最近においては、こういった設定は一種のコード化され、斬新なトリッ
クや仕掛けが要求されるように、個人的には感じている。単にこういう
世界が馴染みのない旧弊なものになってしまったというだけでなく、逆
にこういう設定がトリック小説としてミステリとしての幅を狭めてしま
うきらいがあるのではないか。要求される敷居の高さと併せて、こうい
う作品を読む機会が減ってきた、一つの要因ではないだろうか。  

 さて、続いてはとても珍しい競作「病院横町の首縊りの家」だが、ダ
ントツで岡田鯱彦の方が出来がいい。犯人がミエミエという欠点はある
にしろ(ミステリとして致命的な場合も多いが、そうでないこともまま
ある。
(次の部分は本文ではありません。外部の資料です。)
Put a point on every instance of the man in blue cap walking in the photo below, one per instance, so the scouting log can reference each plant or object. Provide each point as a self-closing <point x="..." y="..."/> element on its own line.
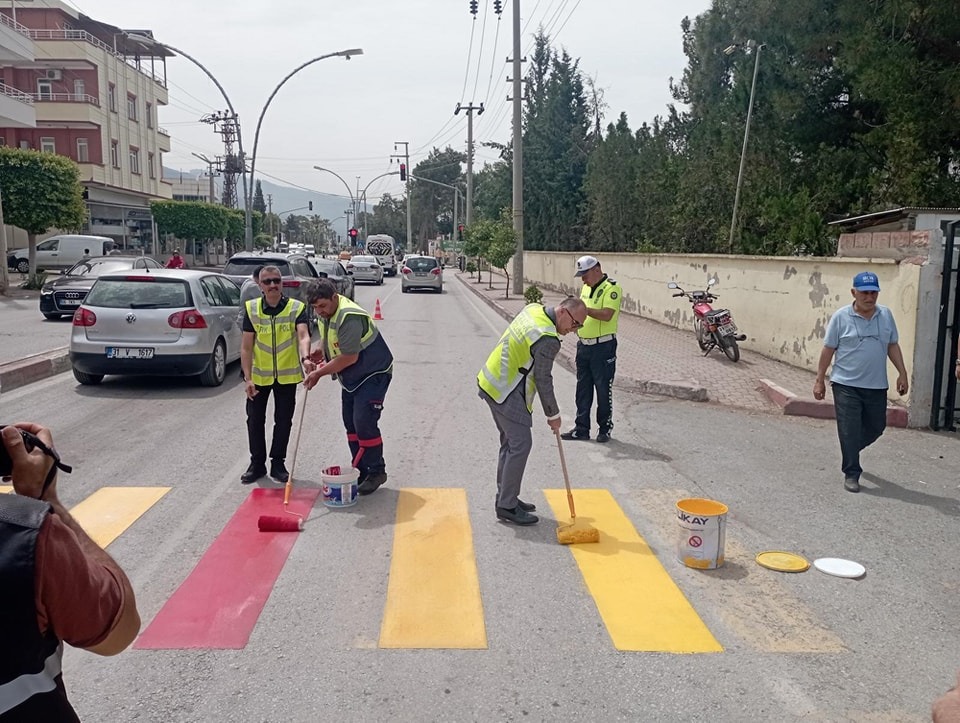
<point x="859" y="340"/>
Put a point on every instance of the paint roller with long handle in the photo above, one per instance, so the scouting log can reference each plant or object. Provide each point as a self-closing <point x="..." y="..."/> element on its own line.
<point x="279" y="523"/>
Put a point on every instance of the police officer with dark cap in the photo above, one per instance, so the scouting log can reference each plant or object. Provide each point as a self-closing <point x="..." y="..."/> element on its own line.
<point x="596" y="349"/>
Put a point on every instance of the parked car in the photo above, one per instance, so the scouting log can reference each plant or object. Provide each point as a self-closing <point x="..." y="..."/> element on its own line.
<point x="421" y="272"/>
<point x="295" y="269"/>
<point x="61" y="252"/>
<point x="337" y="273"/>
<point x="63" y="294"/>
<point x="164" y="322"/>
<point x="366" y="268"/>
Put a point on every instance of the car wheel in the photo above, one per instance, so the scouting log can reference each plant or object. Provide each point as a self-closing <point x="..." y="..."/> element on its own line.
<point x="216" y="370"/>
<point x="85" y="378"/>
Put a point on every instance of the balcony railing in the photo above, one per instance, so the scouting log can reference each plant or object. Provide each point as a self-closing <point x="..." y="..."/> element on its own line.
<point x="84" y="37"/>
<point x="14" y="93"/>
<point x="65" y="98"/>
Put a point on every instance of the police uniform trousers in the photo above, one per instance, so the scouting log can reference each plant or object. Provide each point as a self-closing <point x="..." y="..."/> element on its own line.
<point x="596" y="366"/>
<point x="284" y="402"/>
<point x="361" y="411"/>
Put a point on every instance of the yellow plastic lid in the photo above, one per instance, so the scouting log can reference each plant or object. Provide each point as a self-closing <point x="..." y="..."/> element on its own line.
<point x="782" y="561"/>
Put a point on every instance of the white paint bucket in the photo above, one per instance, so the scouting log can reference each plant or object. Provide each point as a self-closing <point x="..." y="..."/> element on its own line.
<point x="703" y="528"/>
<point x="339" y="486"/>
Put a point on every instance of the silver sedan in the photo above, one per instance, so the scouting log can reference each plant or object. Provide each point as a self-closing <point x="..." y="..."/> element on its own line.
<point x="168" y="322"/>
<point x="366" y="268"/>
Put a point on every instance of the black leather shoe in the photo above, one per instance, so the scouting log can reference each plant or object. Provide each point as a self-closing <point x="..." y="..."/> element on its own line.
<point x="253" y="473"/>
<point x="278" y="470"/>
<point x="517" y="516"/>
<point x="372" y="483"/>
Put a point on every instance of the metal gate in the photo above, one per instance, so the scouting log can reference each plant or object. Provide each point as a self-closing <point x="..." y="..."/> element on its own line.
<point x="943" y="410"/>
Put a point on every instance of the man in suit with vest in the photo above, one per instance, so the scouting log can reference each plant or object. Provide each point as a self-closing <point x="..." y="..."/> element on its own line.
<point x="596" y="349"/>
<point x="276" y="340"/>
<point x="353" y="351"/>
<point x="519" y="367"/>
<point x="58" y="586"/>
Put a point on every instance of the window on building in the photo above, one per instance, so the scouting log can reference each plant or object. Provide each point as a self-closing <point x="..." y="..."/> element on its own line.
<point x="134" y="160"/>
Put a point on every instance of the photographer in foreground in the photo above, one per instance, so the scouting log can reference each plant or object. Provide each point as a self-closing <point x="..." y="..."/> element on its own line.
<point x="58" y="585"/>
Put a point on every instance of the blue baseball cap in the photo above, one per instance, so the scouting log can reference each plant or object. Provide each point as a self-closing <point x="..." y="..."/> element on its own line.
<point x="866" y="281"/>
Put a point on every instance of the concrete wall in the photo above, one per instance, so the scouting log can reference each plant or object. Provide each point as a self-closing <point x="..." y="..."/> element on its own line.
<point x="782" y="304"/>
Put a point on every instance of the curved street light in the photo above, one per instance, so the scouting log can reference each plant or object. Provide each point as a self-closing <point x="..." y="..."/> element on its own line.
<point x="248" y="228"/>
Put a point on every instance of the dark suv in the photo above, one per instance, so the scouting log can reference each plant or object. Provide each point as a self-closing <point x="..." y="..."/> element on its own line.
<point x="295" y="269"/>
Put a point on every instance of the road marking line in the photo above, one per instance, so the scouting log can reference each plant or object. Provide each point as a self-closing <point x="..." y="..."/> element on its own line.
<point x="109" y="511"/>
<point x="433" y="595"/>
<point x="639" y="603"/>
<point x="219" y="603"/>
<point x="756" y="604"/>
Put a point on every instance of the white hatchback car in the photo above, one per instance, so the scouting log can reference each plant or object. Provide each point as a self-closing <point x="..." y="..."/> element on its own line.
<point x="169" y="322"/>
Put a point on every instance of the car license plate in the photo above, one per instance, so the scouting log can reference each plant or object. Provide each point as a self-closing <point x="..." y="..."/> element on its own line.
<point x="129" y="352"/>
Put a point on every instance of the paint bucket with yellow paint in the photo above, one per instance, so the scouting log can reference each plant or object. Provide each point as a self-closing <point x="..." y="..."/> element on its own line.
<point x="338" y="486"/>
<point x="703" y="527"/>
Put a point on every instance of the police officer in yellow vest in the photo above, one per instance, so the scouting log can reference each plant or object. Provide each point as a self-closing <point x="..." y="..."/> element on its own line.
<point x="520" y="366"/>
<point x="596" y="350"/>
<point x="353" y="351"/>
<point x="276" y="340"/>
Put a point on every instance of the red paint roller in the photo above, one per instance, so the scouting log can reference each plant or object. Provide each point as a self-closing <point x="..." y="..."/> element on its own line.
<point x="288" y="521"/>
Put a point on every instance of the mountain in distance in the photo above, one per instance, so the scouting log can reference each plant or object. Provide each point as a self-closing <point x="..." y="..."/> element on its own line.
<point x="286" y="199"/>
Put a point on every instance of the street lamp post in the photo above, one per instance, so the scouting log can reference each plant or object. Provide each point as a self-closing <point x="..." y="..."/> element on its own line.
<point x="248" y="228"/>
<point x="746" y="135"/>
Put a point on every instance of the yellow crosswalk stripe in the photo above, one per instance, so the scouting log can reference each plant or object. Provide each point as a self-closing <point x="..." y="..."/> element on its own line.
<point x="433" y="595"/>
<point x="641" y="607"/>
<point x="109" y="511"/>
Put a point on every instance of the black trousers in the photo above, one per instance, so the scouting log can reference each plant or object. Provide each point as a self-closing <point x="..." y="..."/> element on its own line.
<point x="284" y="402"/>
<point x="361" y="418"/>
<point x="596" y="366"/>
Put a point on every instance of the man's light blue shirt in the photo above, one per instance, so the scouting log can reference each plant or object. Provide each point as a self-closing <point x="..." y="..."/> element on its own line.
<point x="860" y="344"/>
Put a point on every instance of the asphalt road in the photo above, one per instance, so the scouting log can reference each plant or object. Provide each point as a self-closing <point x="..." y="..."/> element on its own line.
<point x="795" y="646"/>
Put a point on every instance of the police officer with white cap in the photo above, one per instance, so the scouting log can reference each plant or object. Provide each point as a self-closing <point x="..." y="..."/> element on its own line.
<point x="596" y="349"/>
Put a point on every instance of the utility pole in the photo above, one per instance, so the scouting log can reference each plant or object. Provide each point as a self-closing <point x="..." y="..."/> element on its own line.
<point x="517" y="153"/>
<point x="469" y="108"/>
<point x="406" y="160"/>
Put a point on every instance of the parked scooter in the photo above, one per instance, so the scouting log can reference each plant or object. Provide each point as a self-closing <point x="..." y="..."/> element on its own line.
<point x="713" y="327"/>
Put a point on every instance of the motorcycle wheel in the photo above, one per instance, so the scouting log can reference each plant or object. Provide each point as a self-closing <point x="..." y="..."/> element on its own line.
<point x="730" y="348"/>
<point x="703" y="336"/>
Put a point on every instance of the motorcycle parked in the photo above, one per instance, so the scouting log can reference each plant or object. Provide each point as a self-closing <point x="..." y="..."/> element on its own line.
<point x="713" y="327"/>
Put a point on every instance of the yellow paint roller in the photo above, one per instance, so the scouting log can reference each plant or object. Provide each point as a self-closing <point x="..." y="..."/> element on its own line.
<point x="572" y="533"/>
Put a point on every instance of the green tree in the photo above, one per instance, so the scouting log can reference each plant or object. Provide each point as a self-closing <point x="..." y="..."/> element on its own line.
<point x="41" y="191"/>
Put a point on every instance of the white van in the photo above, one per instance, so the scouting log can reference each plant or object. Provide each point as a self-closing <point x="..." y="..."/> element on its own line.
<point x="61" y="252"/>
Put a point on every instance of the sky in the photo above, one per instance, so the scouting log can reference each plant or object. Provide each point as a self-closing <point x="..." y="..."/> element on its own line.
<point x="420" y="58"/>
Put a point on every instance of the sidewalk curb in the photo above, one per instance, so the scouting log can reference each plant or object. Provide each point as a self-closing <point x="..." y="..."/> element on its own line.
<point x="33" y="368"/>
<point x="688" y="389"/>
<point x="796" y="406"/>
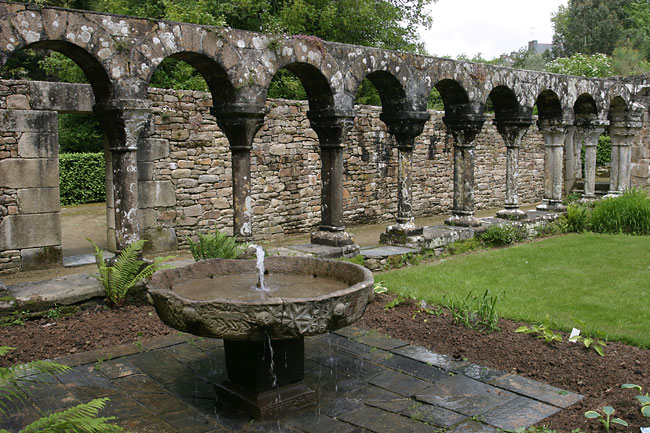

今回はその後者の例だ)、横溝正史のネタふりに対しては、こう
持っていくのが正解と思わせる、設定をうまく生かし切った連作の好例
である。過分な剰余を与えずに、ちゃんと与えられた命題に対して、す
っきりと逆転劇を演出している。一方岡村雄輔は、ごちゃごちゃ盛り込
んでしまって、しかも自分の盛り込んだ部分で、決着を付けている。化
け得る人物を導入するのも、スマートさに欠ける。文章も同様にすっき
り感に欠け、わかり辛い。私の採点では、大差で岡田鯱彦の圧勝。 

 さて、最後は私の好きな狩久の短編2編である。狩久の中でもミステ
リ色の強い作品が選択されている。個人的には「見えない足跡」は、今
回初読だったように思う。狩流の変なユーモアも色濃く出ず、際立った
着想もないが、なかなか楽しめた。解説で名の上がった「山女魚」「恋
囚」を是非とも読んでみたい。全体的には、「病院横町」の珍しさが、
特にポイントを稼いで、やはり7点献上すべきであろう。     

  

3/30 ループ 鈴木光司 角川書店
 

 本当は買うつもりはなかったのだが、サイン本が並んでいたため、根がミ
ーハーな私
は、ついふらふらと買ってしまったのだった。前回の「リング」
から「らせん」への繋ぎも非常に巧いものだったが、今回の「らせん」から
「ループ」への繋ぎにはしびれた。文字通り世界が変わる驚きに、完全に捉
えられた。これだけで7点確保の出来である。1作毎に、予想し得ない方向
へ話を展開させる手腕は、見事の一言に尽きる。前作に引き続いて、遺伝子
ミステリ系の話かと思わせておいて、、、いやいや、この先は是非、読んで
確かめていただきたい。                      

 一つだけ。本作の鍵を握るのは、敵か味方か、ターミネーター野郎、タカ
ヤマである。どの時点で、どんな登場を果たすか、注目してみてください。

 さて、これで3部作は完結である。勿論鈴木光司の辣腕をもってすれば、
この先新たな、しかも驚愕の展開を見せることも、十分可能であろう。しか
し、きっとこれで終わるはずだ。前2作が”破滅”を予感させるエンディン
グだったのに対し、今回は”癒し”の物語である。商業主義の波にもまれる
ことなく、初志貫徹できっちりと終わって欲しいと思う。       

 さて、では全3作について採点してみよう。「リング」はモダンホラーの
傑作であった。謎解きの物語としても抜群に出来がいいし、ラストに示され
るビジョンは、恐怖そのものに、非常に現代的なアレンジを盛り込むことに
成功した。「らせん」は前作のラストを引き継ぎつつ、意想外の展開から、
新たな方向への飛躍を見せてくれた。ただ、結末に示されたビジョンは、恐
怖よりは滑稽さをも感じさせられてしまい、人物設定にも疑問を感じた。そ
して、前2作を内包する、最終作の登場。不満点はただ一点。最後の救いに
至る手段に対しての「何故」の欠如である。必然でなく、偶然そうなったの
だ、では物語としては弱い。「リング」9点、「らせん」7点、「ループ」
8点(不満点を考慮して7点にするか、悩んだ結果だ)としよう。